Novel Plastizymes: discovery and improvement of plastic-degrading enzymes by integrated cycles of computational and experimental approaches

Modern life generates enormous amounts of plastic waste: 359 million tons of plastics are produced annually worldwide, of which 90% is produced from fossil fuels and 79% accumulates in landfill or in the natural environment. Collectively all these plastics create an environmental hazard. Furthermore, we are losing valuable materials that could be recycled. As Nature did not encounter plastics for most of its evolutionary history, plastic-degrading enzymes with a metabolic role did not exist. However, recent research into communities of bacteria from oceans and wastewater has shown that over the last 50 years some bacteria have evolved enzymes that can exploit this new nutrient. These plastic degrading enzymes, some of which are known as PETases (as they degrade polyesters, PETs), are not very efficient but represent an exciting starting point to discover and engineer more effective enzymes. Furthermore, international 'metagenome' efforts have been capturing vast amounts of bacterial genomic data from these natural environments, which are now available as resources like MGnify at the European Bioinformatics Institute (EBI).
In this project we will use bioinformatics to harvest enzymes from these massive metagenomic databases, by classifying them into functional and structural classes with useful 'promiscuous' chemical activities.

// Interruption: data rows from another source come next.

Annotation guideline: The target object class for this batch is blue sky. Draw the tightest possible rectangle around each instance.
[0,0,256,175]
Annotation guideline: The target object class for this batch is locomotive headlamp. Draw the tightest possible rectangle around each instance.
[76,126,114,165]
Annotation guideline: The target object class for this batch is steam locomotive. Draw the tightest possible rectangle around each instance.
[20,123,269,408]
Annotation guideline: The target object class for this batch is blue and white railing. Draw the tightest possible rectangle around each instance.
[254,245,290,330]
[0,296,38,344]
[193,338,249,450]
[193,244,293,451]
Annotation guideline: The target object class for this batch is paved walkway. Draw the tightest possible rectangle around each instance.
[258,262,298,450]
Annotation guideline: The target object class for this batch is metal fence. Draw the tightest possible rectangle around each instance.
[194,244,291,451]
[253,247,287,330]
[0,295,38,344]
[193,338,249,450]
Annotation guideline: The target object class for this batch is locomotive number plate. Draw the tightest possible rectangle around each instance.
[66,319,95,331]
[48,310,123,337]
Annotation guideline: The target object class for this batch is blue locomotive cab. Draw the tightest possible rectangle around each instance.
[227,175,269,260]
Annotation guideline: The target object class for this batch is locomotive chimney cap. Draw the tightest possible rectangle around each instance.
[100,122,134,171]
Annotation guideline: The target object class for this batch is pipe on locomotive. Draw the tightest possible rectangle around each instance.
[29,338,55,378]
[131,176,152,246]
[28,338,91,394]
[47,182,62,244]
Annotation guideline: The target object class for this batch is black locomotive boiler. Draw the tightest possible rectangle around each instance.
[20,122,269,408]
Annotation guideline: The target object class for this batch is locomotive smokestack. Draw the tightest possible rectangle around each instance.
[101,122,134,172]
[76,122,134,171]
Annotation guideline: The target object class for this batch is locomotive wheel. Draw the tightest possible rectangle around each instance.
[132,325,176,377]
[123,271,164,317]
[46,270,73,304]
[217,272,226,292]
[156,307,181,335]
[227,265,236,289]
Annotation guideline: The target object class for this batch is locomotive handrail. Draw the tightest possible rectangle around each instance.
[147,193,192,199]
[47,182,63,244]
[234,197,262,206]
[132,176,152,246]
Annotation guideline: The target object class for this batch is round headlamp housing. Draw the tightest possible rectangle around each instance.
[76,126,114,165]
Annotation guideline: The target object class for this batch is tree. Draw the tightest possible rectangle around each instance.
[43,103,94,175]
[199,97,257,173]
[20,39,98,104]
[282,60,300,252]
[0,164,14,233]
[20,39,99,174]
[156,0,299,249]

We will use state-of-the-art artificial intelligence (AI) and machine learning (ML) tools to do this, proven to classify families of proteins with high functional similarity. Putative novel plastic-degrading enzymes identified by this approach will be further analysed by ML tools which screen for predicted solubility. We will also perform chemical studies to assess improvements in enzyme activity, compared to the existing, inefficient, PETases. Any putative plastic-degrading enzymes will then provide a starting point for directed evolution experiments where we select new variants of the enzymes with improved properties. To best explore evolution of plastic degrading ability we will use our unique ultrahigh-throughput assay for particle breakdown, with a throughput of over 10 million clones per day. We can thus directly assess the ability of enzymes to chemically act on plastic particles (rather than substrates that only mimic plastics).

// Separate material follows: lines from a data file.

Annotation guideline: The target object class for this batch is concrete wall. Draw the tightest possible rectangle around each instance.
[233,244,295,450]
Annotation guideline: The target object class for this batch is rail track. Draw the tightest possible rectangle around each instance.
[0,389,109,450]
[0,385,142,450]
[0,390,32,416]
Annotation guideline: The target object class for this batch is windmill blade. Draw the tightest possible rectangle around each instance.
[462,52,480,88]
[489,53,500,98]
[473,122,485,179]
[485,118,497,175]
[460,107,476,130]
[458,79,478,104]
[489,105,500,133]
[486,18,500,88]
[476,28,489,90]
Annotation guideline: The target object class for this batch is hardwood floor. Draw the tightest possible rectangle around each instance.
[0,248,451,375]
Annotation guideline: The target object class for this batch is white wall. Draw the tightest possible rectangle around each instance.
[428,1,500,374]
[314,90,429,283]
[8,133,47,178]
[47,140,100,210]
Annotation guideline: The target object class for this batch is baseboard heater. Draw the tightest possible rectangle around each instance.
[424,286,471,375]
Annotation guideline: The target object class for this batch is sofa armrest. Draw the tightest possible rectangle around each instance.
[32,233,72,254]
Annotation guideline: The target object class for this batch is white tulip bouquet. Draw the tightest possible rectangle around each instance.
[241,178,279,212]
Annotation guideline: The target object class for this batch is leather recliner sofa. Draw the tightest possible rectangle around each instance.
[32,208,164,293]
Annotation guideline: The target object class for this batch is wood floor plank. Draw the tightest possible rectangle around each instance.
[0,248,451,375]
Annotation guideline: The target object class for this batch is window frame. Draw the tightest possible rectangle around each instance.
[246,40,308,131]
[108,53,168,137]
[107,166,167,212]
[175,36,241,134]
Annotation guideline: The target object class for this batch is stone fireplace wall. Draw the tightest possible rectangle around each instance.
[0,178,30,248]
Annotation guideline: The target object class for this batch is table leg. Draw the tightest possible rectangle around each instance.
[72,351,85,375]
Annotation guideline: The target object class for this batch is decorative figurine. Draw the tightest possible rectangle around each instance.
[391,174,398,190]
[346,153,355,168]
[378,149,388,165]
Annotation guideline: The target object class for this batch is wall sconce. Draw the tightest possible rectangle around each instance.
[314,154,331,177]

This will revolutionise the field of enzymatic plastic degradation, because so far only marginal improvements have been possible using proxy substrates. In addition to efficient screening, the analysis of the output sequences of screening will be fed back into our bioinformatic analyses and target selection. We will also structurally characterise these enzymes to discover how changes in their functional sites have improved their ability to bind and digest plastics. This data will provide detailed insights on how protein sites can diverge and evolve better plastic degrading properties, thus improving our in silico selection protocol. We have performed pilot work on PETases and will build on this and extend to other plastic degrading enzymes (plastizymes). This close integration of 'dry' data science and 'wet' experimental work results in powerful cycles of in silico analysis, experimental tests and refinement of analysis tools that are more powerful than current small scale protein engineering campaigns. The project thus addresses one of the most important (and also most difficult) environmental challenges, but more generally, also provides a paradigm to demonstrate how an interdisciplinary approach can accelerate evolution in cases where no effective natural enzyme is available. If successful, this paradigm would form the basis not just for the 'rules of life' (as mentioned in the call text), but for 'rules beyond life' (as it exists now), targeted to address the future needs of our society.

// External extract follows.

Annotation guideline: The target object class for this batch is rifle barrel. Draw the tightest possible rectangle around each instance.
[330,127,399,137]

Our multidisciplinary approach will identify novel plastizymes from MGnify and experimentally test for degradation of various plastics (PET, PA, PCL, PU). We will use metagenomic and metatranscriptomic assembly to provide a comprehensive set of target enzymes, retrieved from a broad range of environments. We will investigate k-mer based methods and develop new signature-based searches of unassembled datasets, to enable data set selection and targeted, gene-specific assembly. We will develop more scalable web-based searches and data access and explore the utility of combinations of enzymes for plastic degradation. We will use publicly endorsed methods for functional family classification to detect plastizymes in MGnify and develop powerful AI and machine learning (ML) strategies that use sequence and structure embeddings to distinguish clusters of plastizymes likely to have distinct binding and activity properties. A novel predictor for protein solubility will also be built. We will carry out dir. evolution experiments (from epPCR and InDel libraries) to improve plastic-degrading enzymes at ultrahigh-throughput (>10e6/day) in microfluidic droplets, including detection of enzymatic breakdown of actual plastic particles by light scattering. Candidates include promiscuous esterases obtained in functional metagenomics droplet screens. Evolution will be mapped by UMIC-seq based on thousands of full-length nanopore sequences over multiple rounds as input data for AI/ML analysis, to go beyond experimentally screened mutants. Expression constructs will be designed for target enzymes with AF2 models as guides and with codon optimisation for E. coli. A panel of solubility-fusions will be screened in E. coli and in V. natrigiens. Analysis of oligomeric state and stability of purified proteins will lead to structure determination by molecular replacement using AF2 models. Soaking crystals with substrate analogues or by probing with fragment libraries will map active sites.